Climate check: Plastics producers deceived public about recycling for 30 years, report reveals

Thrown-away bottles
The report says big companies may have broken laws designed to protect the public from misleading marketing and pollution. Photograph: Clemens Bilan/EPA

Plastic producers have known for more than 30 years that recycling is not an economically or technically feasible plastic waste management solution. That has not stopped them from promoting it, according to a report from the Center for Climate Integrity (CCI). Industry insiders over the past several decades have referred to plastic recycling as “uneconomical”, the report shows. “It’s time to hold them accountable for the damage they’ve caused,” said the CCI president, Richard Wiles.

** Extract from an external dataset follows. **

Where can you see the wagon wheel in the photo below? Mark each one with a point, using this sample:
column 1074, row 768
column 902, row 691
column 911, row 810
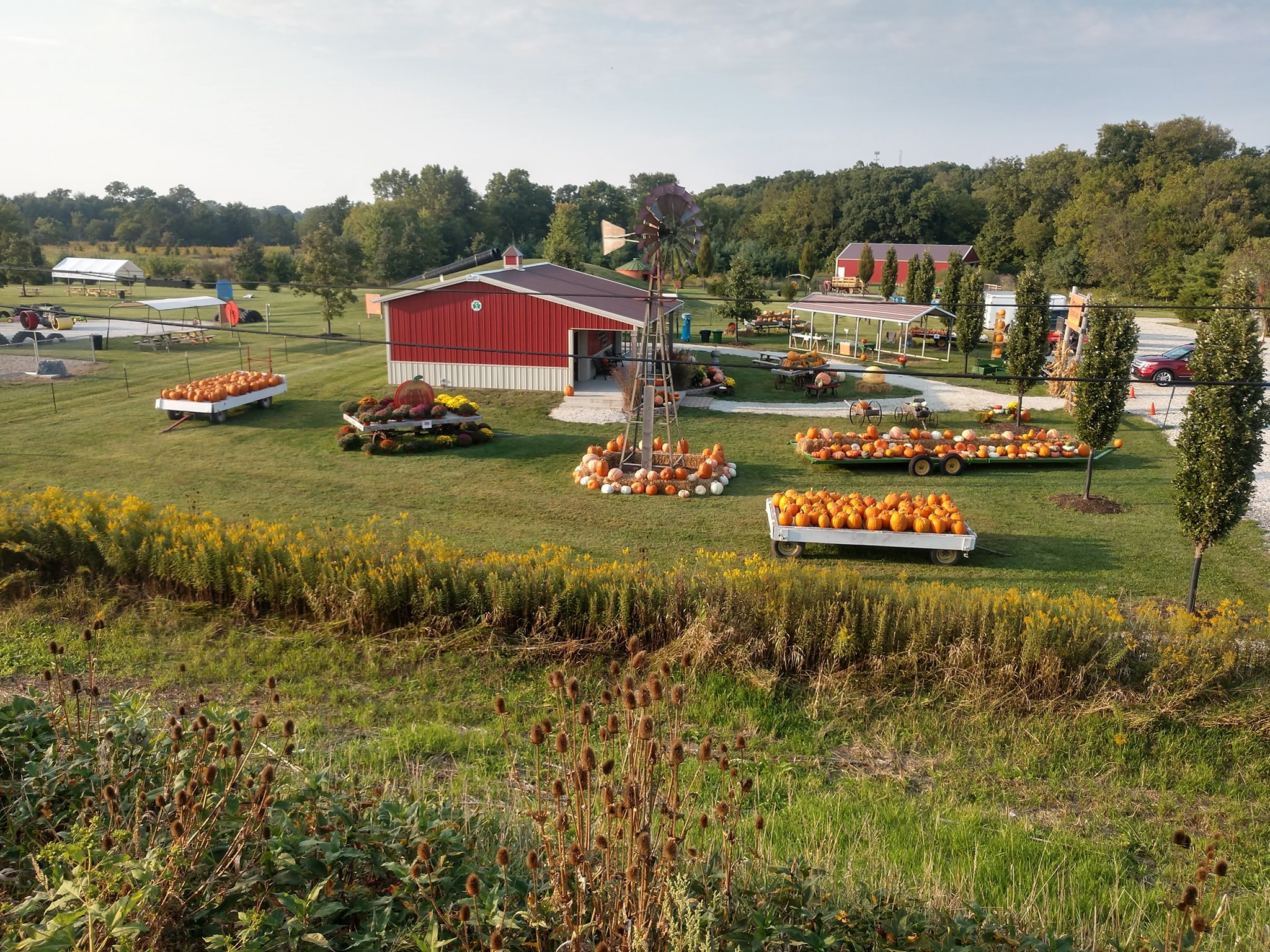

Last Thing: ‘I sort the post in Antarctica’

Penguins
‘We share the island with 1,000 gentoo penguins, who of course take precedence,’ Laura Büllesbach said. Photograph: UK Antarctic Heritage Trust/PA

“There are five of us now living together in a Nissen hut in Port Lockroy, a harbour on the west side of the Antarctic peninsula,” Laura Büllesbach tells Naomi Larsson Piñeda. “It was established as a British base in the 1940s and has a stunning backdrop of glittering mountains and glaciers. As well as looking after the museum, we monitor the environment and keep track of our neighbours, the penguins. As postmaster, I’m in charge of sorting the mail that gets sent here, the southernmost post office in the world. In five weeks I’ve processed 20,000 letters. My favourite letter was a note from two children asking questions about penguins.”